In the tense geopolitical rivalry between China and the United States for control of advanced technology, Huawei is often in the middle.
The Chinese telecommunications giant is a main target of a U.S. trade blacklist and other controls intended to keep Chinese companies from buying or making advanced computer chips. Officials in Washington say these tiny chips, used to power chatbots and smartphones, are also essential for China’s efforts to build its military might.
Huawei is determined to prove that Washington’s trade barriers cannot hold it back. Last year, the released a line of smartphones, the Mate 60, with chips more advanced than any previously made in China.
But Huawei’s new series of phones, the Mate 70, released last month, indicates that the company has made little progress toward more advanced chips in the past year, according to a new analysis. The chips inside Huawei’s latest devices appear to have been made using the same manufacturing processes as the ones in last year’s phones, said Alexandra Noguera, an analyst at TechInsights, a Canadian research firm.
Ms. Noguera and her colleagues examined the chips inside two models of the Mate 70 series and concluded that they were made by China’s top chip maker, Semiconductor Manufacturing International Corporation, known as SMIC.
The analysts compared the chips to others made by SMIC, including those in Huawei’s breakthrough Mate 60 phone. “Every dimension fits exactly what we have seen for the past two years,” Ms. Noguera said.
That is not a surprise: SMIC is the only company in China that can make such chips. The finding is notable, however, because it suggests that U.S. restrictions are at least stalling the country’s advances in chip technology.
“The primary impact of the export controls has not been reversing China’s progress, it has been making it very difficult for SMIC to increase production capacity,” said Gregory C. Allen, a technology expert at the Center for Strategic and International Studies, a Washington think tank.
SMIC did not respond to a request for comment. Huawei declined to comment.
The Chinese government has made the manufacturing of computer chips and other advanced technology a major policy priority. China has poured billions of dollars into its chip industry, helping fund a major expansion of factories.
SMIC, which has close ties to the government, has built factories at a blistering pace. It has grown into one of the largest contract chip makers in the world, making products that are designed by its clients, including Huawei.

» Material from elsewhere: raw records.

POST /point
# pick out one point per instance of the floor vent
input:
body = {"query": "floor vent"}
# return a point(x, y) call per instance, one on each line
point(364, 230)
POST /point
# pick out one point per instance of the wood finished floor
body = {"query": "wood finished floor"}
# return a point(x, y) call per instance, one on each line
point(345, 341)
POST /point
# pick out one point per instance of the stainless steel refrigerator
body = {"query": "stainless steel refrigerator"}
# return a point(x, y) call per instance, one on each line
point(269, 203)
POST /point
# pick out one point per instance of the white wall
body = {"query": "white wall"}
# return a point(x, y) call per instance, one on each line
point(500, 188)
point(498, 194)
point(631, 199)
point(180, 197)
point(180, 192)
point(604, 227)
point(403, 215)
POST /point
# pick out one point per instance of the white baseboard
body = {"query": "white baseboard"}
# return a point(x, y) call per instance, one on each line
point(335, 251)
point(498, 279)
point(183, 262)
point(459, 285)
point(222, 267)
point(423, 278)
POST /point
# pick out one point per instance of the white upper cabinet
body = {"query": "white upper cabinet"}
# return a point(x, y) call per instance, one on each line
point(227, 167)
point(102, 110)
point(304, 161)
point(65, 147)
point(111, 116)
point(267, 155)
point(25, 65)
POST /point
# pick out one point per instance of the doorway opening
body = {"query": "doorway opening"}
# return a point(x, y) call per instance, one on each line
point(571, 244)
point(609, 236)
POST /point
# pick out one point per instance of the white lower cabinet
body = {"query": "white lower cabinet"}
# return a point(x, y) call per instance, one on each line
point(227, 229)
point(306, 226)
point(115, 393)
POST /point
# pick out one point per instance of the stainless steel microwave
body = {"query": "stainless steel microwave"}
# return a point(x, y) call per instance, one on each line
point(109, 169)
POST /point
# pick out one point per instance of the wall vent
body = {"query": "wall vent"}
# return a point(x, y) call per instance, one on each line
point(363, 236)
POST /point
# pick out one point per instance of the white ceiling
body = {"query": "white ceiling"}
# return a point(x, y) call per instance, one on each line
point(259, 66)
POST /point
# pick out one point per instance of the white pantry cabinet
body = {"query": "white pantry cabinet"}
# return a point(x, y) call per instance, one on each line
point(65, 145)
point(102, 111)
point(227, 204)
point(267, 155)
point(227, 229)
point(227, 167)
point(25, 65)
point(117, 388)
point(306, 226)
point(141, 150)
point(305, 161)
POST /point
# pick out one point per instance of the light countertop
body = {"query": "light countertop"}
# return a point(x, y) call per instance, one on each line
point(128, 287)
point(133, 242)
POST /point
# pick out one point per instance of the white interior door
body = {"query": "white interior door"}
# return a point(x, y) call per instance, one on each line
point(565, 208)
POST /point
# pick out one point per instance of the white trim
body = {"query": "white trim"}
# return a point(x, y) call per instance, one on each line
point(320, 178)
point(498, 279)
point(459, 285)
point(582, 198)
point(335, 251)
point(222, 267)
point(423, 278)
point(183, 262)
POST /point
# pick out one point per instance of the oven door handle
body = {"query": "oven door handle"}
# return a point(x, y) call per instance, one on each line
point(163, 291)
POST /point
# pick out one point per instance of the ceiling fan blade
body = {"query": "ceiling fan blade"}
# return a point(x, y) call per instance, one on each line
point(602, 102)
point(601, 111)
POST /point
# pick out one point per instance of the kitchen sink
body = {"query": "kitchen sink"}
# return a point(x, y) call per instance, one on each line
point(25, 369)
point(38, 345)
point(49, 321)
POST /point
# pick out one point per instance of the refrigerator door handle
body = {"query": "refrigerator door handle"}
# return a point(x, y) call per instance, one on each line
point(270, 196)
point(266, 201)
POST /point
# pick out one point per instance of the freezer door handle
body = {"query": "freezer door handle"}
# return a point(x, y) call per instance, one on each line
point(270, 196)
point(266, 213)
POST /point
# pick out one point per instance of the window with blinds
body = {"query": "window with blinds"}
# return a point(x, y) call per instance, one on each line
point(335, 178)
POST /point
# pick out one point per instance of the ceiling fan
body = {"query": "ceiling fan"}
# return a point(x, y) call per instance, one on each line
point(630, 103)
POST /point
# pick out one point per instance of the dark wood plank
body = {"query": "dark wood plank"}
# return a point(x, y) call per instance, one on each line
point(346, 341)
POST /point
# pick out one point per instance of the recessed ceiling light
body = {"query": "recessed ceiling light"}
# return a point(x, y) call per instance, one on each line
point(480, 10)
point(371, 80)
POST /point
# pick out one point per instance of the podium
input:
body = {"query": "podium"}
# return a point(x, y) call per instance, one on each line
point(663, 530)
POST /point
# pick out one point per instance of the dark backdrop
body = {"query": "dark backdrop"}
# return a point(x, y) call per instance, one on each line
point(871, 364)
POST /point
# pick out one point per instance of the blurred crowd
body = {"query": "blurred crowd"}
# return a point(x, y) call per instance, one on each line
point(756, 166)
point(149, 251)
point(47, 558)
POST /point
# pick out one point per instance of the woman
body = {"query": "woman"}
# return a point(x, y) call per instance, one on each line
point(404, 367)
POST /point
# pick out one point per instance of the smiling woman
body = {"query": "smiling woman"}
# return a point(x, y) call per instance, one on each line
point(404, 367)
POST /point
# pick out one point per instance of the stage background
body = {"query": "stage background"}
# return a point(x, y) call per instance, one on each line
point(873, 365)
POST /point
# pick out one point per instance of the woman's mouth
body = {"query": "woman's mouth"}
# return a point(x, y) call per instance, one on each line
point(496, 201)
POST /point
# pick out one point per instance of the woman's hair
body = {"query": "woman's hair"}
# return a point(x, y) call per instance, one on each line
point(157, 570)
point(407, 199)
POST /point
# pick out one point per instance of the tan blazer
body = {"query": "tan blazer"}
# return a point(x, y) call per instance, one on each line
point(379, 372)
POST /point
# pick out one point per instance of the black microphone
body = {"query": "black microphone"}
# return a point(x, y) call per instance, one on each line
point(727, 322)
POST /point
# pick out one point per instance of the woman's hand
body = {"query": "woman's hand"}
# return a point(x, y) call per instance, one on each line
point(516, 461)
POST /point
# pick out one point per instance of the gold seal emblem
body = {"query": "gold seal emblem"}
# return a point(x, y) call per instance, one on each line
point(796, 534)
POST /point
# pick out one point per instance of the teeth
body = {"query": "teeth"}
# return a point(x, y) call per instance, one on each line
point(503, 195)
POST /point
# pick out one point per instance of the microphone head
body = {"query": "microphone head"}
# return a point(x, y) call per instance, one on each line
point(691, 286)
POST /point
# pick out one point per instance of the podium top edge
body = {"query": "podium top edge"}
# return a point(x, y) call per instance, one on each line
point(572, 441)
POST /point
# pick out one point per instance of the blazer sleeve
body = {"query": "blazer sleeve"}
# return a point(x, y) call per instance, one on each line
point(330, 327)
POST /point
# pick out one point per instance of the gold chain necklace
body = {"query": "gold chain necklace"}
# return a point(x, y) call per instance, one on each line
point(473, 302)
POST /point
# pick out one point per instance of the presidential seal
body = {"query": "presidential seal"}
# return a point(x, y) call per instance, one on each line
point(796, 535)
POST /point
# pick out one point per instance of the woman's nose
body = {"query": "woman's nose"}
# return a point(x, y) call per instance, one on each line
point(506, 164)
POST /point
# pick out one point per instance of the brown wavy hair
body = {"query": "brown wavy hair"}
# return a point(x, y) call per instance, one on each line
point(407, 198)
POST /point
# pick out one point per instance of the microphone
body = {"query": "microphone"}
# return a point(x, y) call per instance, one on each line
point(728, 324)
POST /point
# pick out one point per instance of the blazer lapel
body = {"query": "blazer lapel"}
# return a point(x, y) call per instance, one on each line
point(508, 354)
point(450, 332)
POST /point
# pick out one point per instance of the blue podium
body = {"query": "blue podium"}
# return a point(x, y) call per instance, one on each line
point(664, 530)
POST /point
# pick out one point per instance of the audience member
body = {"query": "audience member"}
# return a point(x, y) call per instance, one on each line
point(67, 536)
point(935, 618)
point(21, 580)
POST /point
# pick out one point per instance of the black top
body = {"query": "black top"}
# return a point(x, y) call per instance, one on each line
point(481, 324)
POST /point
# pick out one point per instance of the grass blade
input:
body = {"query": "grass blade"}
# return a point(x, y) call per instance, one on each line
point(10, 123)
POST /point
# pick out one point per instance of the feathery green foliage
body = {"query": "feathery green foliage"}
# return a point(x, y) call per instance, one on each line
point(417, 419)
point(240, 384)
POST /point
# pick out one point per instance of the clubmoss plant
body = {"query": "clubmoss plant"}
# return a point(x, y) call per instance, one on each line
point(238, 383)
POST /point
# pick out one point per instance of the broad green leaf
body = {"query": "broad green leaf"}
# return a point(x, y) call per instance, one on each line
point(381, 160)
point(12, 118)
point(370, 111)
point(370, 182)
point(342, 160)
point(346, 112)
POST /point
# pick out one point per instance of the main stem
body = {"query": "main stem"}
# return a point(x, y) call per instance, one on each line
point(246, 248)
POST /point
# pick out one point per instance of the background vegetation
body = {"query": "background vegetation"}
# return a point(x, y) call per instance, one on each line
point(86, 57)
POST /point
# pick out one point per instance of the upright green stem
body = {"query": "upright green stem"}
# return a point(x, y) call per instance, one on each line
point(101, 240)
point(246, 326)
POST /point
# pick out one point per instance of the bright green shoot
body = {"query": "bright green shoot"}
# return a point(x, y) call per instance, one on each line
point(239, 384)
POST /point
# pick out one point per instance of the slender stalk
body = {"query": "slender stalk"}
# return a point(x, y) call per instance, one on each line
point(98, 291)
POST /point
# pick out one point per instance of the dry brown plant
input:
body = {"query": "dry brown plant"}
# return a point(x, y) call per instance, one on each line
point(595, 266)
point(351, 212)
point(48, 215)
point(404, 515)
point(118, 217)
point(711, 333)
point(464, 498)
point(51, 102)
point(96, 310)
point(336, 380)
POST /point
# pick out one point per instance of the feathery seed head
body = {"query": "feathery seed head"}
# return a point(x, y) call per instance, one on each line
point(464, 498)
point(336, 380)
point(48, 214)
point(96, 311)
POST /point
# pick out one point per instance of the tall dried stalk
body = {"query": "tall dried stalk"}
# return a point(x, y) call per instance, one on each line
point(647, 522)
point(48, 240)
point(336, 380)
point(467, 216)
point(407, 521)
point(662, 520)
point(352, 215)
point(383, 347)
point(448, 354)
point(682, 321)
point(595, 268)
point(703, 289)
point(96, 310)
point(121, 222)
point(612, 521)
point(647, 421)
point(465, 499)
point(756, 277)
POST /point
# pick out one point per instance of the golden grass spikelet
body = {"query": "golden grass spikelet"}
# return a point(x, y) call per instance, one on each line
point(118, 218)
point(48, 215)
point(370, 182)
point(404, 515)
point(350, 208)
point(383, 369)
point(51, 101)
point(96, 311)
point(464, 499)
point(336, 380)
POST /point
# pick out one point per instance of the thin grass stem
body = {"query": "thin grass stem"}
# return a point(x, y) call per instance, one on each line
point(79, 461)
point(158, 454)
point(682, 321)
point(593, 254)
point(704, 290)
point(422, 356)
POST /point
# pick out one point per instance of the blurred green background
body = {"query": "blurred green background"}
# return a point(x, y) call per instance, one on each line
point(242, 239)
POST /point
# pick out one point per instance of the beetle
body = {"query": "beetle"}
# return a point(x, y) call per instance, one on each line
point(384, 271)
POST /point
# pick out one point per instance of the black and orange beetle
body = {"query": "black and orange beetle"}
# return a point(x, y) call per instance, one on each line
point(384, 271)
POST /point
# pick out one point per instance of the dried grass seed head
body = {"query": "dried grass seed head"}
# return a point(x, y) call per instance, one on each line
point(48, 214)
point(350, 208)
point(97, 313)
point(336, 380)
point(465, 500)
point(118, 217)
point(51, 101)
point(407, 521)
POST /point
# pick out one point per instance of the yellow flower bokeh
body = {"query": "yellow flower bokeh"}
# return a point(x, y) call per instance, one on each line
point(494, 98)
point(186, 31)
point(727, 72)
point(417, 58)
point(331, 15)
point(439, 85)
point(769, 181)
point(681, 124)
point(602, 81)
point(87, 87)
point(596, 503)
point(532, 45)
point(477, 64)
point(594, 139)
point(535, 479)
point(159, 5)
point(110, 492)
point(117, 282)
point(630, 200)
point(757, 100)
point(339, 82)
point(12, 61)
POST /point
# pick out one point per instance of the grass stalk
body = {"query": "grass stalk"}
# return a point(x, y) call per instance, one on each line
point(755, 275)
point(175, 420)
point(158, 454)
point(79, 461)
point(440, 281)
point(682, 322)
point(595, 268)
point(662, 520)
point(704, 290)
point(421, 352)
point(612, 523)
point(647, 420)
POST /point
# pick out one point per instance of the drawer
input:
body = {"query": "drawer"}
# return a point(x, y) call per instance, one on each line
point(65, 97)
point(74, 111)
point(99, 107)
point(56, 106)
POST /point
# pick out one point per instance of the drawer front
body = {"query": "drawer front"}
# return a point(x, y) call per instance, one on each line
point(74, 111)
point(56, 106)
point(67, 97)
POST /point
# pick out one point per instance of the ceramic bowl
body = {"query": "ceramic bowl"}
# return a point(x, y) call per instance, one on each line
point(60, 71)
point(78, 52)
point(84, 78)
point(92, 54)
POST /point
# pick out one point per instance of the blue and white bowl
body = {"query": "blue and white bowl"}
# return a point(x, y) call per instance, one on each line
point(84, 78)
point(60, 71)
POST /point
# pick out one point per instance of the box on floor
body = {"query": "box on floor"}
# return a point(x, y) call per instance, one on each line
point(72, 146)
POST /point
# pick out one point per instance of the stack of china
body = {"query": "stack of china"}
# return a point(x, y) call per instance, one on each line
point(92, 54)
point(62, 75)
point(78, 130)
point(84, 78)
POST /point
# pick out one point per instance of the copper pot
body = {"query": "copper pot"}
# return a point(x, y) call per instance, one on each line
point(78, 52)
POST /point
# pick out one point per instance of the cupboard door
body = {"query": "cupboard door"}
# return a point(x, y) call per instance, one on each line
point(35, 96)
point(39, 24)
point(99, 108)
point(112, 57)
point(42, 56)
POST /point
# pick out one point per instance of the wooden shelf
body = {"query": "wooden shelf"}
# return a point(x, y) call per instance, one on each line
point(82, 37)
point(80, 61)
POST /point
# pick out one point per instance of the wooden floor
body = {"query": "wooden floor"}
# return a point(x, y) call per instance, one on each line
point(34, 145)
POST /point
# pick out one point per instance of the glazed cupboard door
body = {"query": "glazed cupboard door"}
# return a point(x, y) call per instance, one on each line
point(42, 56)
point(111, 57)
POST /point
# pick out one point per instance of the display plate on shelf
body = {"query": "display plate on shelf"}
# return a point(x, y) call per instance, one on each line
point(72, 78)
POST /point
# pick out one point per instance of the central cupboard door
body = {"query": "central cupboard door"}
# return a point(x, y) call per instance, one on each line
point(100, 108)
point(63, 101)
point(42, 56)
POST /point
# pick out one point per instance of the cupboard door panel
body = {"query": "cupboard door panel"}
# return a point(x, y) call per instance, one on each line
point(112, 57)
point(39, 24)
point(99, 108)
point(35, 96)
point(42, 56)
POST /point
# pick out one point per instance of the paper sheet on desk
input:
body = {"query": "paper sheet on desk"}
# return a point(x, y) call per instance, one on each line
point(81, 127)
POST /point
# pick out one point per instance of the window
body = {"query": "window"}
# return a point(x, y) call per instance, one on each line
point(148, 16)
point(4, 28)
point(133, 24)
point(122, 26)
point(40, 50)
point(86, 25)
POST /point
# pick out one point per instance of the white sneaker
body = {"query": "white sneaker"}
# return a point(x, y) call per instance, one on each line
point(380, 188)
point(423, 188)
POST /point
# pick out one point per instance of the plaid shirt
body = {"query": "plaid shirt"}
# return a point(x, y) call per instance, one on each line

U.S. officials have progressively tightened restrictions to slow SMIC’s progress by limiting the kinds of chip-making tools it can buy from other countries. They have pushed Dutch and Japanese officials to stop their companies from supplying crucial machinery and equipment to SMIC’s most advanced factories.
That means SMIC depends on dated machinery. It is making even its most advanced chips using a manufacturing process that the world’s leading chipmaker, Taiwan Semiconductor Manufacturing Company, had perfected by 2018.
The latest Huawei devices do not contain more advanced chips because SMIC is probably unable to make them at a large enough scale, Ms. Noguera said.
“If they could, they would have,” she said.
Huawei’s devices are hugely popular in China. Its sales have grown faster than any other brand in China during the past year, according to Counterpoint Research, which analyzes the smartphone market.
But widespread commercial success for Huawei’s latest devices will depend in part on its ability to secure a steady supply of chips from SMIC.
And experts say that SMIC is already pushing the limits of its outdated tools and factory processes to make enough chips for Huawei’s existing phones — a costly strategy that results in a high number of faulty chips.
In part to further slow SMIC’s advances, the Biden administration this month announced broader restrictions on advanced technology that can be sent to China. The updated rules add more than 100 Chinese companies, many of which make the tools and machinery needed to manufacture chips, to a restricted trade list.
Since the Mate 60 Pro was launched last year, Huawei has been eating into Apple’s yearslong dominance in China. In 2022, three-quarters of high-end smartphones sold in China were iPhones. This year, it was about half, as Huawei’s share more than doubled, according to Canalys, a market research firm.
“SMIC, like Huawei, has obviously suffered from U.S. restrictions,” said Dan Wang, a fellow at the Paul Tsai China Center at Yale Law School. “But what matters for Beijing is not its yield rate or profitability as much as whether it is able to deliver the technology that China needs.”